Ideas slither stealthily—or—
Characters stroll, march, and dance,
Emotions gallop with the force
Of an army.
When I was younger
I fell asleep while reading a book
And I was there.
Astride a horse in the north of England,
Speaking in a voice and accent
That are not my own.
The air was cold,
The horses warm,
And it was so real
That I remember it now
When I awoke
I was sad and wanted to return to this
Foreign land that was not mine.
But that I knew.

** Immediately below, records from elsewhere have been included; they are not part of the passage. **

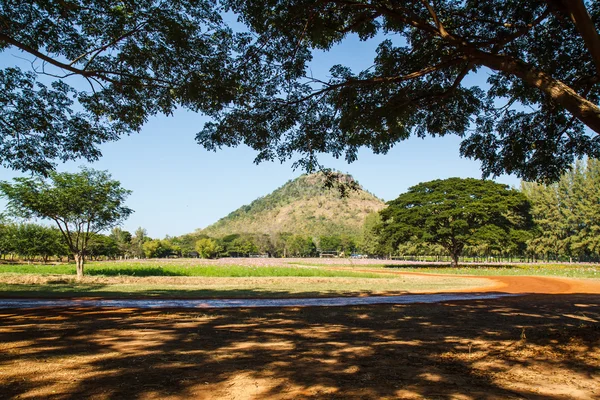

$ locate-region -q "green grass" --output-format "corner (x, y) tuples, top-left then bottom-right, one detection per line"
(0, 261), (382, 278)
(386, 264), (600, 279)
(289, 262), (600, 279)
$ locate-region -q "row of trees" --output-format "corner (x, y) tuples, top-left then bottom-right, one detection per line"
(362, 160), (600, 264)
(195, 233), (360, 258)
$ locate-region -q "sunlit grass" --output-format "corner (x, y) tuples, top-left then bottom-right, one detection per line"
(0, 261), (382, 278)
(386, 264), (600, 278)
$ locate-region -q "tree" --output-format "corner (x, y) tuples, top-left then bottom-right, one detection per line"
(379, 178), (532, 266)
(131, 226), (151, 258)
(196, 238), (223, 258)
(521, 160), (600, 260)
(197, 0), (600, 180)
(0, 0), (247, 174)
(110, 226), (131, 256)
(0, 168), (133, 279)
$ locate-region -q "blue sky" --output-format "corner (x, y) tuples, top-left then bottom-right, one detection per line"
(0, 32), (519, 238)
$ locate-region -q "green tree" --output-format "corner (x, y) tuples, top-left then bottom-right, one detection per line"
(87, 233), (121, 259)
(286, 235), (317, 257)
(380, 178), (532, 266)
(110, 226), (131, 256)
(196, 238), (223, 258)
(131, 226), (151, 258)
(521, 160), (600, 259)
(0, 168), (133, 279)
(197, 0), (600, 180)
(0, 0), (247, 174)
(361, 212), (392, 256)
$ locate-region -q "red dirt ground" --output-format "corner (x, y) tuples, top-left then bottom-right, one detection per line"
(0, 277), (600, 400)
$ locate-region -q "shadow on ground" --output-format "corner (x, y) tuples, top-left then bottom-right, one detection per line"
(0, 295), (600, 400)
(383, 262), (522, 270)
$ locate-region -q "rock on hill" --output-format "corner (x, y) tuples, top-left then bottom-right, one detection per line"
(199, 174), (385, 237)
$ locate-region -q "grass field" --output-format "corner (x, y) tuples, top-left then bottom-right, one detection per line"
(385, 264), (600, 279)
(0, 260), (489, 298)
(290, 260), (600, 279)
(0, 261), (382, 278)
(0, 259), (600, 298)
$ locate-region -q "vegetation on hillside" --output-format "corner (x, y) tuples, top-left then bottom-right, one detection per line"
(200, 174), (385, 237)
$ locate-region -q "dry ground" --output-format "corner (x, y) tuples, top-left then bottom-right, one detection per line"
(0, 277), (600, 400)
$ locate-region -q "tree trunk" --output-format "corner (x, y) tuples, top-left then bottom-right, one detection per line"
(73, 253), (84, 279)
(450, 253), (460, 267)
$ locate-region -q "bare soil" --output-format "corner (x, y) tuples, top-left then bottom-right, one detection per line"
(0, 277), (600, 399)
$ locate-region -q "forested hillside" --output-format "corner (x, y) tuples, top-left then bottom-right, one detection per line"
(199, 174), (385, 241)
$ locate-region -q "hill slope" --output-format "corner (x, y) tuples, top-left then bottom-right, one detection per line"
(201, 174), (385, 237)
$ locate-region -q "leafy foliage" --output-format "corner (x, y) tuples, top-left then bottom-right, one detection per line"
(196, 238), (223, 258)
(379, 178), (533, 265)
(521, 160), (600, 260)
(0, 0), (246, 174)
(0, 168), (133, 276)
(197, 0), (600, 180)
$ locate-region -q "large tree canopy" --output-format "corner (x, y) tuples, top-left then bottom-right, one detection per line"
(0, 0), (600, 180)
(378, 178), (533, 265)
(198, 0), (600, 180)
(0, 0), (245, 173)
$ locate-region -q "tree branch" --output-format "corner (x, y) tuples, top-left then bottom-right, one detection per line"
(559, 0), (600, 75)
(286, 58), (466, 105)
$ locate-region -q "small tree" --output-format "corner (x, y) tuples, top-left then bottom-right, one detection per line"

Somehow.
From a book.
Who hasn’t wanted a wardrobe
That leads to an enchanted land?
Or wondered what it would be like
To go back in time?
To live in another world?
I lived the teenage emotions
Of Anne, feeling first love
And fighting with parents,
The joy of being alive
Even while crowded in
A secret annex during WWII.
And I wanted to not know
I also wished another fate
For another Anne,
Whose head would be parted
From her slender neck.
They placed traitors’ heads
On London Bridge,
A bridge of the living
And the dead.
But not hers,
Which was buried with her body
In the Tower
Where she had been a prisoner.
I read Hilary Mantel’s
Books of Thomas Cromwell
And Wolf Hall.
Tudor England became alive.
I sat at the table with Thomas More,
I rode on the river barges
I saw Cromwell with his family
And pet dogs,
A different side of the man.
I imagined it all
I could hope while reading
That the story might be different
That history might change
And Queen Anne might live.
Still another Anne,
In another time and place,
That’s Anne with an “e,” please,
Delighted me with her love of big words
And the time she got her friend Diana drunk
And accidentally dyed her red hair green.

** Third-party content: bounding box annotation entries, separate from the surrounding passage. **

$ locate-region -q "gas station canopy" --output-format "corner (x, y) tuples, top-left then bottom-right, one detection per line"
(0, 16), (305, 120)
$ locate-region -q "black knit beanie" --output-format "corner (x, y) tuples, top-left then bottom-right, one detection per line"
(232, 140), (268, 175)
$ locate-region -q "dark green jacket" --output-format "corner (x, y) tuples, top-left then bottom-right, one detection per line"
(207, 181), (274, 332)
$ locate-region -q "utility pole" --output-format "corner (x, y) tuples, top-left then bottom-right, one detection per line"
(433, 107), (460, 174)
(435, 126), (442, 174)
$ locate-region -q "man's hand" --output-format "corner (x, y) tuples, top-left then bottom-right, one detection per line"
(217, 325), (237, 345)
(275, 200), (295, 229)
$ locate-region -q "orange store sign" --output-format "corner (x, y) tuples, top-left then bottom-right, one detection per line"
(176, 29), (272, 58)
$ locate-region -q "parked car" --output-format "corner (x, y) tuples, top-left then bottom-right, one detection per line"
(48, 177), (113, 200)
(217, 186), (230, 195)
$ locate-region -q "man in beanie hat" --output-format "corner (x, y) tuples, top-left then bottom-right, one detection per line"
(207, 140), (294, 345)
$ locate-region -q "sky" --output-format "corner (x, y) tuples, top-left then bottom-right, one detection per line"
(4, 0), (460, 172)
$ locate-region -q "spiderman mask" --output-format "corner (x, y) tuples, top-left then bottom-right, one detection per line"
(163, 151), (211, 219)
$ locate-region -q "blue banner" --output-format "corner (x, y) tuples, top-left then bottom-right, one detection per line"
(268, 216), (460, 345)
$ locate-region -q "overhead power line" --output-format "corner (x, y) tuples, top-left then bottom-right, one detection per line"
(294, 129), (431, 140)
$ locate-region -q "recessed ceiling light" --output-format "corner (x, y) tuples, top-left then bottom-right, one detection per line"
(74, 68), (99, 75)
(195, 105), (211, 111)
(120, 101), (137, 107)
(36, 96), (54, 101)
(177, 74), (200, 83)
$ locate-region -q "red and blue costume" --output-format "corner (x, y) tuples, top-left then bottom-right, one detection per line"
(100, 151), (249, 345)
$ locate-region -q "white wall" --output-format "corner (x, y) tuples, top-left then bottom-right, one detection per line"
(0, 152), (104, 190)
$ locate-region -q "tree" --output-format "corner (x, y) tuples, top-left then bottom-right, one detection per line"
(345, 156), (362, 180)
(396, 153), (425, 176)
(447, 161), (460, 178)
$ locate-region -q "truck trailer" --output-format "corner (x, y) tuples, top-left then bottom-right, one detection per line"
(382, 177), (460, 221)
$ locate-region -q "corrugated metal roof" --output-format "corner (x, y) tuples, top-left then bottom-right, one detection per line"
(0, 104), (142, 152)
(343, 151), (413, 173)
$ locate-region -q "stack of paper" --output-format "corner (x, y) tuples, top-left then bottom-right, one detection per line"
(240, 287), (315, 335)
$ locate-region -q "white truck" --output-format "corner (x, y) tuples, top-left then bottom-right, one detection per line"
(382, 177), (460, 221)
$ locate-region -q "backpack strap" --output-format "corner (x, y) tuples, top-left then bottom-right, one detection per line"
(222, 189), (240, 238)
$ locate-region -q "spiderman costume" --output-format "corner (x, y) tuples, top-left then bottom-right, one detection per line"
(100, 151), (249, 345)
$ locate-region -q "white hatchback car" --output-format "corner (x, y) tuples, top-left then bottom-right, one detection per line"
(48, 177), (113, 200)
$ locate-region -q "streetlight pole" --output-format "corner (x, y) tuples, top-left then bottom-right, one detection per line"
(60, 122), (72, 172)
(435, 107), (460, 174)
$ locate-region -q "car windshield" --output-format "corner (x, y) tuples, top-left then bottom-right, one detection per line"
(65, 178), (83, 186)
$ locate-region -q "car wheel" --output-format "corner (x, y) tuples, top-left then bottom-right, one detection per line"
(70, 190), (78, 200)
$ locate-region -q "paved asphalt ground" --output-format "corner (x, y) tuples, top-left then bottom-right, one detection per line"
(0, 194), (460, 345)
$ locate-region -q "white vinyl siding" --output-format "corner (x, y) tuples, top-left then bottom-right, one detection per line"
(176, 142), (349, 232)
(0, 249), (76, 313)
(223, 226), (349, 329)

But I cried when Matthew died,
And when Beth, the third of the Little Women, died
I cried then, too.
I read the passage early in the morning
Lying in bed at my aunt’s house
Before anyone else was awake.
Books, a refuge from the turmoil around me.
Jane Eyre, who became my friend,
Had a friend, Helen, who died in the horrid Lowood School,.

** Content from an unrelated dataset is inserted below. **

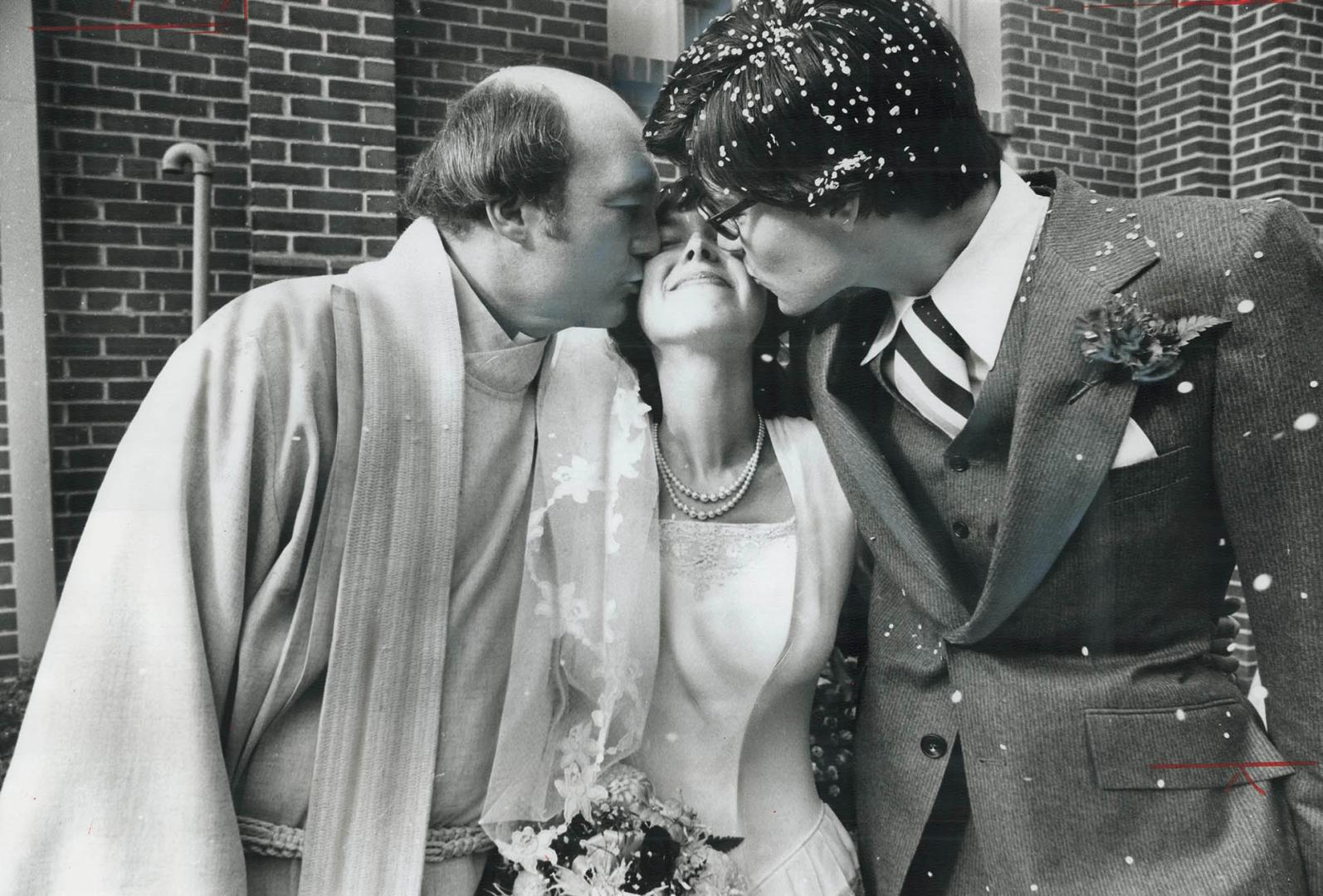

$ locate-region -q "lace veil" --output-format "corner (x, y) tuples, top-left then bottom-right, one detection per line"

My school was nothing like that,
Although it had its horrors, too.
But that was long before she met Mr. Rochester
Or his mad wife in the attic.
My daughter’s wedding fan.
I cried for the inhabitants of the plague village of Eyam
Brought alive by Geraldine Brooks,
This time reading late at night, an adult,
My husband already asleep,
But I could not stop turning the pages
Until I reached the end.
During graduate school,
Douglas Adams’s books brought some comic relief.
I laughed so much at his world of unwitting space travelers
That my husband had to read the books for himself.
Remember to bring a towel.
Good advice, always.
I’ve walked side-by-side with Wordsworth
And seen the host of golden daffodils
Beside the lake.
And haven’t you fallen down the hole with Alice
And learned to beware the Jabberwock
And not to drink or eat items
Simply because there are notes telling you to do so?
Recently I crossed a bridge with All the Light We Cannot See
To enter a new land
Where I felt the tiny houses that blind Marie-Laure
Could not see,
Smelled the salty air,
Felt the vibration of the bomb blasts,
Knew the wonder
Of an orphaned brother and sister
As they hear a voice and music
That traveled from Brittany
As though by magic
To reach their ears.
And the book was magic, too.
Just last week, I closed the pages of Golden Age
The final book of Jane Smiley’s Last Hundred Years Trilogy
The saga of the Langdon family.
I experienced the history of the United States
Through their eyes
And experienced it with them—
Technology, wars, cults, births, and deaths
A farm in the Midwest,
A world in microcosm.
The final page was so brilliant and beautiful–
That I thought,
“I want to read this whole trilogy again.”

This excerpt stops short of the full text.